We have friends with children/teenagers coming to dinner next week so I think I’ll make this again. This would also make a nice present wrapped in cellophane and ribbon.
Ingredients
- 600g/22oz Self raising flour
- 110g/4oz cornflour
- 350g/12oz butter, diced
- 350g/12oz caster sugar
- 4 egg whites
for assembling and icing the tree
- 120-150g royal icing sugar
- 75-100g icing sugar
Instructions
- Preheat the oven to 180C/Gas 4/350F
- Grease 3 large baking trays
- Sieve the flour and cornflour into a bowl
- Rub in the butter and stir in the sugar.
- Stir in enough of the egg white to get a fairly soft dough
- Knead lightly until smooth and roll out until 5mm thick.
- Stamp out two of each size of every star with each size of cutter (the set contains 10 cookie cutters).

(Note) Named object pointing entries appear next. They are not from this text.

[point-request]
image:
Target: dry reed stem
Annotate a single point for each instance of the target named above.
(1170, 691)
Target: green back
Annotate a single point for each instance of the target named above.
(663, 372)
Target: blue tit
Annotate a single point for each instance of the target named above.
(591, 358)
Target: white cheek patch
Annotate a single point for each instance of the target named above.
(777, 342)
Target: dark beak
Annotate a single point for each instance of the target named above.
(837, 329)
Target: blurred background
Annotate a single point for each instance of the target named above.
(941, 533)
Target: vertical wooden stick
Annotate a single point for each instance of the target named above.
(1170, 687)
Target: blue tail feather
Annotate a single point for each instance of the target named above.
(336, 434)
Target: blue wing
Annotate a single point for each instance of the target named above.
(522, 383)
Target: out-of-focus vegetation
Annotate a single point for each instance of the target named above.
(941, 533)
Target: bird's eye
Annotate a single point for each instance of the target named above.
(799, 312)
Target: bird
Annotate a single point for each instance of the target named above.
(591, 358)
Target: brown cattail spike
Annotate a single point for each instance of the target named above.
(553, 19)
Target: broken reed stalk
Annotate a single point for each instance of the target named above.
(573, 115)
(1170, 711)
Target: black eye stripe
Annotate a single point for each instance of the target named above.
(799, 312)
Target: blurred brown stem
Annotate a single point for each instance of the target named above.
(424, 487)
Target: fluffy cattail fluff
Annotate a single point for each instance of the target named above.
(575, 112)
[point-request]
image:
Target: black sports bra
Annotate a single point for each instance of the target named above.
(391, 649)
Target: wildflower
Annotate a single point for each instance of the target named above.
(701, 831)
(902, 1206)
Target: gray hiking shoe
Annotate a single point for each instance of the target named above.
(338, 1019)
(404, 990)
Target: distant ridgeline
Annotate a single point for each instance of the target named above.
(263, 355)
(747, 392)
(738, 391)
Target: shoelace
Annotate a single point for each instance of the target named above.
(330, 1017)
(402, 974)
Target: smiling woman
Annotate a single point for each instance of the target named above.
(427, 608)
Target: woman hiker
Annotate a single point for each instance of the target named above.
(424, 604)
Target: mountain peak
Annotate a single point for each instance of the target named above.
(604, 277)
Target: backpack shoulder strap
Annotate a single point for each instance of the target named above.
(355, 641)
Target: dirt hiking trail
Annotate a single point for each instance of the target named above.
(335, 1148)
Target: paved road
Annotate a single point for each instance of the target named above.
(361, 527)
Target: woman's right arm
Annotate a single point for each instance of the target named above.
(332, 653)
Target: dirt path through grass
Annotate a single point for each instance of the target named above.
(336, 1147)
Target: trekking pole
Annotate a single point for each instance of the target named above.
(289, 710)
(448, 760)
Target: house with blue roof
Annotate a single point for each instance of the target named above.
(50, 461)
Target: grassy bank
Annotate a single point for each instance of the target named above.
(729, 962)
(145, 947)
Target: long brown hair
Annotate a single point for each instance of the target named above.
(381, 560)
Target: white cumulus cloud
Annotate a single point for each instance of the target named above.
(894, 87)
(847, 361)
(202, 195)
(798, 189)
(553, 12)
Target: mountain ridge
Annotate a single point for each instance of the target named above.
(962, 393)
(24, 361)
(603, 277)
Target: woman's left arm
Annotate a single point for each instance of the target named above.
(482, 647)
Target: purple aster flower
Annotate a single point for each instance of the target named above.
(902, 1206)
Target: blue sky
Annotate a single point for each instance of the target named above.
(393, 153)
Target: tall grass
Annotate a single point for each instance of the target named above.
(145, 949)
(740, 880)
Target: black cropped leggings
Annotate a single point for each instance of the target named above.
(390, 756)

- Bake until cookies are a pale golden colour
- Cool cookies and keep in an airtight container until you are ready to assemble
- Sort cookies into size order on the counter where you are working
- Make up the royal icing sugar into a stiff mix and use to stick the biggest cookie to the plate then use to stick each cookie onto the tree in size order. As you assembe you need to twist/offset the cookies so you get a layered effect.
- Make up plain icing sugar into a more liquid mixture and drip onto the tree.
- Add silver balls or sprinkles to decorate.
Wow that’s an impressive dessert! With my luck, the tree would’ve fallen over just before I served it…
I was nervous carrying it over to the table! A generous blob of royal icing to stick each cookie to the next makes it surprisingly stable though.